Global Calvinism by Charles H. Parker;

Global Calvinism by Charles H. Parker;

Author:Charles H. Parker;
Language: eng
Format: epub
Publisher: Yale University Press
Published: 2021-06-15T00:00:00+00:00


CONCLUSION

Ironically, the marks the Dutch left in the linguistic fields of the early modern world were vernacular footprints put down by ministers and native linguists. As a language of empire and missions, Dutch never really got off the ground in any VOC or WIC holdings, except at the Cape of Good Hope in the late eighteenth century. In the towns of Cape Town, Drakenstein, and Stellenbosch, Afrikaans began to emerge as a distinct language from the pidgin Dutch spoken among a growing population of European settlers. Generally, however, the territories of the Dutch empire in the period of company rule were kept deliberately small, spatially diffuse, and sparsely populated with Dutch settlers, factors that counteracted a Dutch language policy. The VOC and WIC, in any case, supported such a policy only with ambivalence and inconsistency. The most potentially potent means for inculcating the Dutch language were the instruments of the Calvinist mission: schools, churches, and religious media. Yet the Protestant translation culture of vernacularizing the journey to salvation and sanctification stood at odds with the imperial project of promoting loyalty to the company through language and culture.

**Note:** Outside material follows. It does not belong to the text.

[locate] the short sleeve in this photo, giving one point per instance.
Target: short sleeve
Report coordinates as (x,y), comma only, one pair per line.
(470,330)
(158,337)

Dutch predikanten schooled in Protestant universities and formed in Calvinist intellectual circles absorbed the translation cultures of the Renaissance and Reformation. Steeped in a humanistic ethos, ministers set up schools that focused on transmitting Protestant principles in young minds through a literary education. Translators placed a premium on theological precision, which often sparked fierce, persistent, and acrimonious personal quarrels. In these schools and in their translation work, predikanten worked with native linguists to identify the relationship between a mother tongue and local idioms. This effort stemmed from their understanding of the relationship between Latin and national vernaculars. On every occasion except the conflict over High or Low Malay in Bible translation, missionary linguists opted for what they regarded as the vernacular of the people or “nation”—Sinkan in Formosa, Tamil and Sinhalese in Ceylon and South Asia. Often Portuguese stood in for a national vernacular. In pursuing this linguistic strategy, Dutch Calvinists operated in continuity with the Protestant translation culture of the Reformation that prized vernacular translation. In the Leijdekker-Valentijn debate, the humanist commitment to an elite classical form triumphed so that Calvinists could present scripture to Muslim elites in as compelling language as possible. The disputes over how to convert pagans and Moors, how to distinguish between religious demand and cultural adiaphora, and how to transmit the word of God across languages exerted far-reaching influences on Protestantism in Europe.